Your say / Alternative Economics

‘We need to have a different way of doing business, a new economy’

By Martin Parker  Wednesday Oct 9, 2019

Confronted by the problems of the present, it is easy to imagine that there is nothing that we can do. Climate change, gigantic global and local inequalities, the rise of a politics that positions the ‘people’ against the ‘elite’.

It’s all too much to deal with, and not surprising that many people turn away in despair. Standing in front of a tsunami, what is the point of glueing yourself to some railings? We can see the problems, but they are too big to deal with in our everyday lives.

Yet the amazing thing about this city and region is just how many people are already organising new ways to think about the problems that face us. These are people already trying to build a low carbon and high inclusion economy.

Better Business
Better Business is an initiative launched by Bristol24/7 to help businesses thrive, whilst creating a positive impact on Bristol and the people who live here.

In just about every area you might think of – whether it’s food, transport, energy, media or housing – new businesses are growing which are turning standard economic assumptions on their head.

Because the economy is the answer.

For the last fifty years, we have been collectively persuaded that all businesses need to have leaders who are motivated by gigantic salaries. Or that efficiency just means saving money by making workers work harder for less money, and that shareholders deserve super-normal returns on their investments.

Or even that it is OK if businesses arrange their affairs so that they don’t pay tax, or create waste and social problems and then let the rest of us clear it up.

But all these assumptions are wrong. Climate change is caused when businesses emit carbon to make their products or sell things that require us to emit carbon to use them. Inequalities are caused by concentrations of wealth within and between nations which have been caused by past and present businesses

People across the world have been taking to the streets to protest inaction on climate change

Our tribalist politics reflects the problems of de-industrialising parts of the UK in places where local well-paying industries are long gone and replaced by ‘McJobs’, precarious employment and Amazon warehouses. Whichever way you run the argument, if we want to face the tsunami, we need to have a different way of doing business, a new economy.

That is why we have just started the Inclusive Economy Initiative at the University of Bristol. It involves a team of social scientists from various disciplines who are interested in working with local alternative businesses to grow the new economy we all need, and we are already talking to co-ops, green companies and organisations like Bristol24/7’s Better Business network.
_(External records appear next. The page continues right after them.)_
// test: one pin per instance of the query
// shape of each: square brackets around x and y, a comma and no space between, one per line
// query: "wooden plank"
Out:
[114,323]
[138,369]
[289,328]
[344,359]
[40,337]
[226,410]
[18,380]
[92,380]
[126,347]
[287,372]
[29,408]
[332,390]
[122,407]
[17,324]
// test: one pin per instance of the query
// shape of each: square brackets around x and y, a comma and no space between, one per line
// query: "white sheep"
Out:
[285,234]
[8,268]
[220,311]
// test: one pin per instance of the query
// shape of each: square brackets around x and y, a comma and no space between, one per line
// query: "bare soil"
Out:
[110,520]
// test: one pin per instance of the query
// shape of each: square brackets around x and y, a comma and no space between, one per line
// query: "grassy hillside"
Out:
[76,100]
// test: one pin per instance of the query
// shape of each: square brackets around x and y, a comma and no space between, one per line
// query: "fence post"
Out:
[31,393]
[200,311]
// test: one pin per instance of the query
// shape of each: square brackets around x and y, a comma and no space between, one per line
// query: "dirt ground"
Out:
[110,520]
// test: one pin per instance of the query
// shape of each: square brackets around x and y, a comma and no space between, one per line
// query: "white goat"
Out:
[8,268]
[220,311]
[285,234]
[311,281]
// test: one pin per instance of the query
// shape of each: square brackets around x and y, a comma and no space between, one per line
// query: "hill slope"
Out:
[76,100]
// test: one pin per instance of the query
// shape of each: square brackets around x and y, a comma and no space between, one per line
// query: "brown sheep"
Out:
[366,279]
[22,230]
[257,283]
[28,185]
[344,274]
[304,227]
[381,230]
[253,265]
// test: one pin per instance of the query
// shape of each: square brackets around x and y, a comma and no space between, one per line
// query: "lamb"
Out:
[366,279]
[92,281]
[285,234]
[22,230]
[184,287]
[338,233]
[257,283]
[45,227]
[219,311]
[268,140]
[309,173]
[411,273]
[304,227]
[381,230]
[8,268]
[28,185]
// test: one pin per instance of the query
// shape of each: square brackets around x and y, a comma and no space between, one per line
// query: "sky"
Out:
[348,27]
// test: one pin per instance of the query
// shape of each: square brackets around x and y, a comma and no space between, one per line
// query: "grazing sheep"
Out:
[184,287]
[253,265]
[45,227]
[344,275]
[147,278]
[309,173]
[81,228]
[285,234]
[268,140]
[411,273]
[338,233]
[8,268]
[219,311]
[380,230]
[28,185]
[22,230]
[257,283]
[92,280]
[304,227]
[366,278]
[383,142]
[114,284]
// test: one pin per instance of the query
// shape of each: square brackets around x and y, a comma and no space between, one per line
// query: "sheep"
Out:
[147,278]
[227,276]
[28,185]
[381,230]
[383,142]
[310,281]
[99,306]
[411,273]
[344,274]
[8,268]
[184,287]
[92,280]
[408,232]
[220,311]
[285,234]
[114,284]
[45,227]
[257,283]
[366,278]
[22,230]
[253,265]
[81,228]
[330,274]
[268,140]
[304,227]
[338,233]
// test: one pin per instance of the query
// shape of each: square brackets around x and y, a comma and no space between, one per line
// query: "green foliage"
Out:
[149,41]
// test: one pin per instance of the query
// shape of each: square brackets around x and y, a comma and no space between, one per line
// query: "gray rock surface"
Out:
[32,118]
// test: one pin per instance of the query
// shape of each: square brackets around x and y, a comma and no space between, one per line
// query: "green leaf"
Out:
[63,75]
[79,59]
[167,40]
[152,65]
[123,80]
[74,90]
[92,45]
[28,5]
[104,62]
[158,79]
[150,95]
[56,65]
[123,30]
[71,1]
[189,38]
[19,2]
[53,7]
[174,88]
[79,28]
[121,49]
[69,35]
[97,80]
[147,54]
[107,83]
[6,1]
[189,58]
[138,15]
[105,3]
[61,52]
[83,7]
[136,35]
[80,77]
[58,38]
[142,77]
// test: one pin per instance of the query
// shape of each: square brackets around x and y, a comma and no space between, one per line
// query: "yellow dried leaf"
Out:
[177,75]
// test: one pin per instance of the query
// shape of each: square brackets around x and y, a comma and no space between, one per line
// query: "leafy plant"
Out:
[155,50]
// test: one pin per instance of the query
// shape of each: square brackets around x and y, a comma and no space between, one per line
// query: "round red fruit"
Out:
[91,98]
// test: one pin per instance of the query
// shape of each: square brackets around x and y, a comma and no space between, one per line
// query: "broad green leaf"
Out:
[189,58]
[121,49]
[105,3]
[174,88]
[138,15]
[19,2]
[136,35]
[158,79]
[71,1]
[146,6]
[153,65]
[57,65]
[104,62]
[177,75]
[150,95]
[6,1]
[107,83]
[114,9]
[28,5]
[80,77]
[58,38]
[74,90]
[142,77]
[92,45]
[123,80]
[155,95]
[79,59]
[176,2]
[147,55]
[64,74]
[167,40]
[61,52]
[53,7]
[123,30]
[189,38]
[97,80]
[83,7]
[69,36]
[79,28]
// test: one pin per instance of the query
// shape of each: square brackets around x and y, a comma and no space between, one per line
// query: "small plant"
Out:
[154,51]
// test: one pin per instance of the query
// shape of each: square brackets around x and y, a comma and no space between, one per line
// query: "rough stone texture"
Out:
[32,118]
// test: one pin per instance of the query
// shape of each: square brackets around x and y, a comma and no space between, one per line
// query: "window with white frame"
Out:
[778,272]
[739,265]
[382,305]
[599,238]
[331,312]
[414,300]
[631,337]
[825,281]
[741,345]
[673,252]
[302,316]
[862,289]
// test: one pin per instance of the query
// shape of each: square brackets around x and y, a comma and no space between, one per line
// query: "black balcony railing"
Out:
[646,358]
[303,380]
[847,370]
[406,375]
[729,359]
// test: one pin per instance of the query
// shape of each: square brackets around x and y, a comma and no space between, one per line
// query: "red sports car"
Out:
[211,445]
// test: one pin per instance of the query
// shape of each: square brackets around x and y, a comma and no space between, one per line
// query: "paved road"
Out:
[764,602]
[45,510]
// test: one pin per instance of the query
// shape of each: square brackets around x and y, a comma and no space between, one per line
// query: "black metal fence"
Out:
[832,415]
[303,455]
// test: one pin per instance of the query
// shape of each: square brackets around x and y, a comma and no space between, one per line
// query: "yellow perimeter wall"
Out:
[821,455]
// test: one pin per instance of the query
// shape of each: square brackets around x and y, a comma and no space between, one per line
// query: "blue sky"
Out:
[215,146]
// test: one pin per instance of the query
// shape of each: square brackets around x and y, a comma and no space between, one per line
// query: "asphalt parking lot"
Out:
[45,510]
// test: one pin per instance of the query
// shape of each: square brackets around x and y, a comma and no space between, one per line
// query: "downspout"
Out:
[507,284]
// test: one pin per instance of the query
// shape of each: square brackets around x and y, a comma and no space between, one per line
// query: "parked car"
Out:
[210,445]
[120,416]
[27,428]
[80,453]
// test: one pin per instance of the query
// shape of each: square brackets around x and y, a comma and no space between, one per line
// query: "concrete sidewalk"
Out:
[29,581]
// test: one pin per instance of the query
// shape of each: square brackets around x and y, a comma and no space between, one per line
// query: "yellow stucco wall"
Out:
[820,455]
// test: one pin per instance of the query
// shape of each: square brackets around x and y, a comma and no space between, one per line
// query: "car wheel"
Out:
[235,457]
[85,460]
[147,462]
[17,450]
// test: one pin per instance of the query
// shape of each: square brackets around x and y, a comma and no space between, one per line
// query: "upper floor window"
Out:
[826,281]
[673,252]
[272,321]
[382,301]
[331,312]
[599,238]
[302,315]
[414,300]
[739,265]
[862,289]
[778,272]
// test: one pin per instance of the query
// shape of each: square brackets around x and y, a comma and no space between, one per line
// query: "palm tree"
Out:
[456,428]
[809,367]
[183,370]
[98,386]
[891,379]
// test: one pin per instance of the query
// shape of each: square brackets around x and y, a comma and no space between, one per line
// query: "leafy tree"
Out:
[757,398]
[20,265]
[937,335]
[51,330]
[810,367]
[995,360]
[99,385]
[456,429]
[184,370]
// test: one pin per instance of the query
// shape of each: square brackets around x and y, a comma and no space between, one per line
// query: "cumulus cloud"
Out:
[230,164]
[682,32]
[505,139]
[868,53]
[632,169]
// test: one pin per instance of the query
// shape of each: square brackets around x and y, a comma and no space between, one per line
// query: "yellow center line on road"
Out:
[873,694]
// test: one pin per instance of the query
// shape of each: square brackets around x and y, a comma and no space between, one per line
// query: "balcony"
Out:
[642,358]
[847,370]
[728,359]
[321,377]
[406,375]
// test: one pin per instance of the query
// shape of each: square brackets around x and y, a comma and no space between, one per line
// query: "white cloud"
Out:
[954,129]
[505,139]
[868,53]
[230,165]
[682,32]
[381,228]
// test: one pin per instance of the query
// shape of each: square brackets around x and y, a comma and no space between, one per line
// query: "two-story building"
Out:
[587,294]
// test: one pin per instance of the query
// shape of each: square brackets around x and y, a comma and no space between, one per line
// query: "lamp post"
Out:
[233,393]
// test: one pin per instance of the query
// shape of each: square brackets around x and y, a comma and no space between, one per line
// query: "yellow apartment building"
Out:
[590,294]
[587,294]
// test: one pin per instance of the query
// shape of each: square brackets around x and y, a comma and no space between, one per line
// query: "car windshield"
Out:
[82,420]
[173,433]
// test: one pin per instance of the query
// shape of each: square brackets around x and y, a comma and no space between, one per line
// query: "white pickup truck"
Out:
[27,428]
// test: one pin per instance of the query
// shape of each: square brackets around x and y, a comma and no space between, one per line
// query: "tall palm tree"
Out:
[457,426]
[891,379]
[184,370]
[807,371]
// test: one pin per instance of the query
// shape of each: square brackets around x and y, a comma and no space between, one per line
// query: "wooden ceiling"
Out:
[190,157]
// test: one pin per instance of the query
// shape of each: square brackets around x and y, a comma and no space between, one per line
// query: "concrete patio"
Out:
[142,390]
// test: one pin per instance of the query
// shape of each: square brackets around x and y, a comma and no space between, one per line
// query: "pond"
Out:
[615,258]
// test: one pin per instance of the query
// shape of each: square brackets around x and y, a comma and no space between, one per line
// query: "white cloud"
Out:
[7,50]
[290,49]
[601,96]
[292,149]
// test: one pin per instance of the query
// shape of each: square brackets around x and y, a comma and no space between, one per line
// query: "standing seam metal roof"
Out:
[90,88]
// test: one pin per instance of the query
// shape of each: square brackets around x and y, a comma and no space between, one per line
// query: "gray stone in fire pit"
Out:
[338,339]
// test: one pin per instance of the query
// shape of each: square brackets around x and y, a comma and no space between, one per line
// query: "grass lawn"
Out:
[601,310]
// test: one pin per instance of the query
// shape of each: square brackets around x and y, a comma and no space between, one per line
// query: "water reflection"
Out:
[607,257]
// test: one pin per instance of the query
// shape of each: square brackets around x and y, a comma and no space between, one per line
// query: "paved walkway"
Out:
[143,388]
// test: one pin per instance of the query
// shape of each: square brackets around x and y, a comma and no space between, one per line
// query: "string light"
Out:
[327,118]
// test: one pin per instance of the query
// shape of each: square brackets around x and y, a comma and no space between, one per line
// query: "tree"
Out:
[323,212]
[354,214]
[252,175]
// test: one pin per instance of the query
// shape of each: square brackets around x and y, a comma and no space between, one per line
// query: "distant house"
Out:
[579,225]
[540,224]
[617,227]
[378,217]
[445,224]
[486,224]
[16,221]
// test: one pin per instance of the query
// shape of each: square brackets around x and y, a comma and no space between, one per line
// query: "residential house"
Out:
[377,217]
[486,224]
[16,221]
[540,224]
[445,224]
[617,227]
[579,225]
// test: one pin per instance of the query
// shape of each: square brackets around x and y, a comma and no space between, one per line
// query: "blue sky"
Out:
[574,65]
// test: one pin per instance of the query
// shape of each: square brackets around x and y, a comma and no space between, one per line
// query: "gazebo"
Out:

There are three things we need to do to make a new future.

One is to decarbonise all aspects of business practice, from cars to burgers, and do it as rapidly as possible.

The second is to make sure that these changes produce economies which are inclusive in the sense that they reward everyone who lives in Bristol, not just those from the leafy north and west.

Finally, we think it is really important that all workers have more control over their workplaces, and ideally that they should have meaningful ownership too. A practical experience of democracy at work will help us restore a sense of democracy in our city and country.

This would produce an economy which doesn’t damage the planet, which doesn’t discriminate against people on the basis of gender or skin colour, and which gives workers a sense of shaping the places that they work. These might seem like utopian ideas, but unless we make them real, we will all end up the poorer.

Professor Martin Parker is the lead the University of Bristol’s Inclusive Economy Initiative and author of Shut Down the Business School.